Today’s crises simultaneously span natural, political, economic and technological systems, because they’re driven by a multiplicity of underlying “systemic risks,” from climate heating and zoonotic viral disease (disease transmitted from animals to humans) to economic insecurity, ideological extremism and geopolitical tensions. Most of these risks are not only worse than they were one or two decades ago, they’re also getting worse faster, while the crises they’re generating are happening more often simultaneously.

Put simply, today’s global risks are amplifying, accelerating and synchronizing.

Take climate heating, for example. In 2000, the average global surface temperature was about 0.75 C higher than the 1880-1920 average; now it’s about 1.2 C higher. At the same time, the warming rate is surging upward, from about 0.18 C per decade between 1970 and 2010, to a predicted 0.27 C from 2010 to 2040 – a rise of 50 per cent.

Likewise, outbreaks of zoonotic disease are worsening on average, and they’re happening more often. Since HIV first appeared four decades ago, we’ve seen the SARS outbreak in 2002, H1N1 in 2009, MERS in 2012, Ebola in 2014, Zika in 2015, Ebola again in 2018, COVID-19 in 2019 and, most recently, monkeypox and Marburg virus.

And, finally, because warming is making such disease outbreaks more likely, these two seemingly discrete phenomena in the coming decades will increasingly generate crises – calamitous weather and pandemics – in synchronicity with each other.

Polycrisis skeptics argue that humanity’s current situation isn’t really new – that the disruptions we’re experiencing are just “history happening,” as Mr. Ferguson said in Davos. Hardly: Our species has never faced this kind of situation before.

For instance, we’ve never before significantly reduced the atmosphere’s transparency to infrared radiation by massively changing planetary flows of carbon and nitrogen. But now we have, and the resulting energy imbalance at Earth’s surface (more heat coming in from space than going out) is estimated at 0.9 watts per square metre. Added up across the planet’s entire surface, that’s the energy we’d release if we exploded 600,000 Hiroshima-sized bombs in the atmosphere every day.

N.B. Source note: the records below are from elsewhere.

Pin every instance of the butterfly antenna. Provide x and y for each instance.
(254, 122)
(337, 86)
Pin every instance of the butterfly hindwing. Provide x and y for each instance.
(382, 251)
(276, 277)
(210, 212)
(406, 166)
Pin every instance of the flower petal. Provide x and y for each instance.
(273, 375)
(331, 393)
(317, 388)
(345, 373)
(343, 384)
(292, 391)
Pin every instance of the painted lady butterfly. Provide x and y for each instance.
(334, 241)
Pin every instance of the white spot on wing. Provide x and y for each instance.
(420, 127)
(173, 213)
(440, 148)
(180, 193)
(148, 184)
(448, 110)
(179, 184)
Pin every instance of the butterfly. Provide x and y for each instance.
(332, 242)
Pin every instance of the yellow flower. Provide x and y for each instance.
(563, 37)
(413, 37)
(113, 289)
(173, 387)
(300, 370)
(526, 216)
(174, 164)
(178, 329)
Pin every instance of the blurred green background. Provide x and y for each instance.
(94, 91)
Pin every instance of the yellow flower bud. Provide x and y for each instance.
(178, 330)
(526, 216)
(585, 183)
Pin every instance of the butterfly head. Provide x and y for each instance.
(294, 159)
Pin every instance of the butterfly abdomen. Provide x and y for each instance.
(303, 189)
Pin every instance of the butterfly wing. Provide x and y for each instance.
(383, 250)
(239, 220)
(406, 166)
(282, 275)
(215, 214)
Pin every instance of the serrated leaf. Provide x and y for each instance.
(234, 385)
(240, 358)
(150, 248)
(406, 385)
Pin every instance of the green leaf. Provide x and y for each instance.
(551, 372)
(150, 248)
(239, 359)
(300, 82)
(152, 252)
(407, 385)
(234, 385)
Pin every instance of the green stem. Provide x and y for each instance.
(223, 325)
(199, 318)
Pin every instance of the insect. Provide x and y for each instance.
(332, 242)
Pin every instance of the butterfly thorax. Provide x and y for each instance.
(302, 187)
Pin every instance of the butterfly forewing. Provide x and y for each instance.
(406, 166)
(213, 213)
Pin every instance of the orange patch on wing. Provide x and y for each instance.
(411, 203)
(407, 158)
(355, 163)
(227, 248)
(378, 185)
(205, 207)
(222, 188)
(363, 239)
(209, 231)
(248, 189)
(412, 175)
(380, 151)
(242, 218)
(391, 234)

This huge injection of extra energy is supercharging storms, droughts and heat waves – extreme events that are then generating cascading, synchronized damage to our infrastructure and food systems, forest resources and physical health. The worldwide cost is already in the trillions of dollars and escalating fast. These effects aren’t an illusion.

Historians like Mr. Ferguson tend to emphasize historical continuity over change. They often argue that every generation thinks the world is falling apart, but then ultimately pulls through. Today, though, the past isn’t a good guide to our present and future. Too many basic parameters – such as the energy imbalance at Earth’s surface – have changed. At the same time, we’re seeing new, deep links among crises that include synchronizing dynamics. The simple extrapolation of past trends doesn’t work any more.

The debate around the term polycrisis boils down to whether we really understand the nature of the mess we’re in. And clearly, we don’t. Scientists, commentators and policy makers still address the world’s crises mainly from inside their disciplinary and institutional silos, which means they generally can’t see why and how the world’s crises have become so entangled.

The novelty of humanity’s predicament demands novelty in our thinking as well. The polycrisis idea can motivate urgent scientific investigation into the architecture of global crisis interaction. If we’re going to have a clue about how we can address humanity’s intensifying challenges – as an integrated, compounding system of crises, rather than as discrete problems – we need to figure out why and how they’re becoming entangled.

Dismissing the polycrisis as an illusion will only help make its ultimate effects immeasurably worse. In the end, reality always bites.